From the station on the Ravenglass to Eskdale miniature railway (NY 0860/9650, cross the bridge over the standard-gauge line and walk to the beach (NY 0850/9615). Then head E and SSE to the Roman Bath House (NY 0885/9590) and Newtown (NY 0930/9560). Turn NE via Muncaster Castle to the A595 (NY 1032/9660) where you should turn left and follow the pavement to Fell Lane (NY 1003/9680) which runs NE. At NY 1105/9803, leave the main path and follow a path, not shown on the map, to the trig point and splendid viewpoint on Hooker Crag (NY 1120/9830). Continue NE on path to join the main route at NY 1210/9880 from where there is a good path to the station at Eskdale Green. Turn right at the road and walk past the George IV pub to cross Forge Bridge at NY 1493/1950. Turn NE and follow the river Esk along a bridleway to the stepping stones opposite the chapel at NY 1760/0025. If the river is in spate, continue to the footbridge at NY 1805/0017 and walk along the opposite bank back to the chapel. Head N to Boot (NY 1760/0115) and Burnmoor Tarn (NY 1769/0460) to Wasdale Head (NY 187/088).

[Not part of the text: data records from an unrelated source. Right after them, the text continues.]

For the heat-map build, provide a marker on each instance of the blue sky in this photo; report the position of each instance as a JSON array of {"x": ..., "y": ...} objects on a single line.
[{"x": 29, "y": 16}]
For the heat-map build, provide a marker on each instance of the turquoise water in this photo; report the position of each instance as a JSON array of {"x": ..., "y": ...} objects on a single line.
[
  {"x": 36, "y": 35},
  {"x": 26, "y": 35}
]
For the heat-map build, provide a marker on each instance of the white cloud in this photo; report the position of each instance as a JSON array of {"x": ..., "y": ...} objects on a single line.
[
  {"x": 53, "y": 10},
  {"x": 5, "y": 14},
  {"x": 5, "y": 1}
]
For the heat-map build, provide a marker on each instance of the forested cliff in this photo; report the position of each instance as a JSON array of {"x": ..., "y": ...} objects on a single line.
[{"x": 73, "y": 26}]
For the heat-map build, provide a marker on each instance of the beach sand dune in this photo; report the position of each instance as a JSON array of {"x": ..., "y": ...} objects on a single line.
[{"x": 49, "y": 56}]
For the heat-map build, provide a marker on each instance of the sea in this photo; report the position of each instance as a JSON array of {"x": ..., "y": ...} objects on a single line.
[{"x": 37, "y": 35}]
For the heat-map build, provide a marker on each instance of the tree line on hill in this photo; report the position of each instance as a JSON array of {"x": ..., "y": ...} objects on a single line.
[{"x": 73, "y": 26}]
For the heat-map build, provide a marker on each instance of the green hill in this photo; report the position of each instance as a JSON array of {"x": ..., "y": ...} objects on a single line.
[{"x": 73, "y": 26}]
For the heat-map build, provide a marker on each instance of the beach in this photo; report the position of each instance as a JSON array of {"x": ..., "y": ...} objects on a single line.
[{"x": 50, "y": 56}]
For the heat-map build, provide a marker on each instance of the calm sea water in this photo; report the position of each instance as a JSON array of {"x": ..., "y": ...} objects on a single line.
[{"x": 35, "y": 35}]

There are two routes over Styhead Pass (NY 2187/0949).The first is the obvious route that appears to run in a straight line to the summit of the pass and the second is the more interesting route that leaves the main path at NY 2020/0929 and crosses the Lingmell Beck, via some stepping stones, at NY 2123/0917. Descend from the pass to Stockley Bridge (NY 2345/1090) and Seathwaite (NY 2350/1215), then take the path (the Allerdale Ramble) that runs NE from the farm. Cross the B5289 at NY 2508/1369 to reach Folly Bridge (NY 2505/1385) and walk NE into Rosthwaite (NY 2565/1470).
Keld to Reeth (Explorer OL 30)
AW’s route is fascinating if you are interested in industrial archaeology, but it is not beautiful. If you prefer to take a more scenic route through Swaledale, I recommend the following itinerary.
Leave AW’s route at NY 9045/008) and follow the track that keeps on the N side of the river Swale. The path, sometimes through traditional hay meadows, runs through Ivelet (SD 9360/9796) and Gunnerside (SD 9518/9817) and at SD 9666/9760 is forced onto the road for 300 metres. There is another short section of road walking at SD 9960/9855 before the path crosses fields again at SE 0001/9849 and makes for Healaugh, pronounced ‘heelaw’, (SE 0164/9896) and Reeth (SE 0397/9911).